Single by Don Toliver featuring Justin Bieber and Future

from the album Love Sick
- Released: March 14, 2023
- Length: 3:58
- Label: Cactus Jack; Atlantic;
- Songwriters: Caleb Toliver; Justin Bieber; Nayvadius Wilburn; Rob Bisel; Ronald LaTour, Jr.; Omar Guetfa; Derek Anderson;
- Producers: Bisel; Cardo; Guetfa; 206Derek;

Don Toliver singles chronology
| "Leave the Club" (2023) | "Private Landing" (2023) | "Soweto" (2023) |

Justin Bieber singles chronology
| "Honest" (2022) | "Private Landing" (2023) | "Snooze" (Acoustic) (2023) |

Future singles chronology
| "Mbappé" (Remix) (2023) | "Private Landing" (2023) | "Transformer" (2023) |

Visualizer video
- "Private Landing" on YouTube

= Private Landing =

2023 single by Don Toliver featuring Justin Bieber and Future

"Private Landing" is a song by American rapper and singer Don Toliver featuring Canadian singer Justin Bieber and fellow American rapper Future.
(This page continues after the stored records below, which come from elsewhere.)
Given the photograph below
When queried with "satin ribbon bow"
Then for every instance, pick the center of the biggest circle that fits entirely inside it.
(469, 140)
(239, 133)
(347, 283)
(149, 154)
It was sent to rhythmic contemporary radio through Cactus Jack and Atlantic Records as the fourth single from Toliver's third studio album, Love Sick, on March 14, 2023. The three artists wrote the song with producers Rob Bisel, Cardo, Omar Guetfa, and 206Derek.

==Composition==
The song begins with Don Toliver performing the chorus and first verse, with lyrics about "poppin' at the Ritz" and being in bed with a "super soaker". He is followed by Future's verse, while Justin Bieber performs the bridge and last verse.

==Critical reception==
Clayton Purdom of Rolling Stone regarded the song as a track from Love Sick that "follow[s] the template perfectly". Hayley Hynes of HotNewHipHop praised Justin Bieber's feature, writing that "he mostly shows off his coveted vocal skills on the bridge with Toliver before reminding listeners that he's got some rap skills in his arsenal as well".

==Visualizer==
A visualizer of the song was released alongside Love Sick. It sees a special package being delivered to a restaurant where a beautiful woman is putting away stacks of cash, with two armed guards standing by, while the chef is cooking.

==Charts==
===Weekly charts===

Weekly chart performance for "Private Landing"
| Chart (2023) | Peak position |
|---|---|
| Canada Hot 100 (Billboard) | 58 |
| Global 200 (Billboard) | 115 |
| Ireland (IRMA) | 78 |
| Netherlands (Single Tip) | 29 |
| New Zealand Hot Singles (RMNZ) | 9 |
| Portugal (AFP) | 178 |
| UK Singles (Official Charts) | 74 |
| US Billboard Hot 100 | 72 |
| US Hot R&B/Hip-Hop Songs (Billboard) | 24 |
| US Rhythmic Airplay (Billboard) | 8 |

===Year-end charts===

Year-end chart performance for "Private Landing"
| Chart (2023) | Position |
|---|---|
| US Hot R&B/Hip-Hop Songs (Billboard) | 68 |
| US Rhythmic (Billboard) | 41 |

== Certifications ==

Certifications for "Private Landing"
| Region | Certification | Certified units/sales |
| Canada (Music Canada) | 2× Platinum | 160,000^{‡} |
| New Zealand (RMNZ) | Platinum | 30,000^{‡} |
| Poland (ZPAV) | Gold | 25,000^{‡} |
| United Kingdom (BPI) | Silver | 200,000^{‡} |
| United States (RIAA) | Platinum | 1,000,000^{‡} |
^{‡} Sales+streaming figures based on certification alone.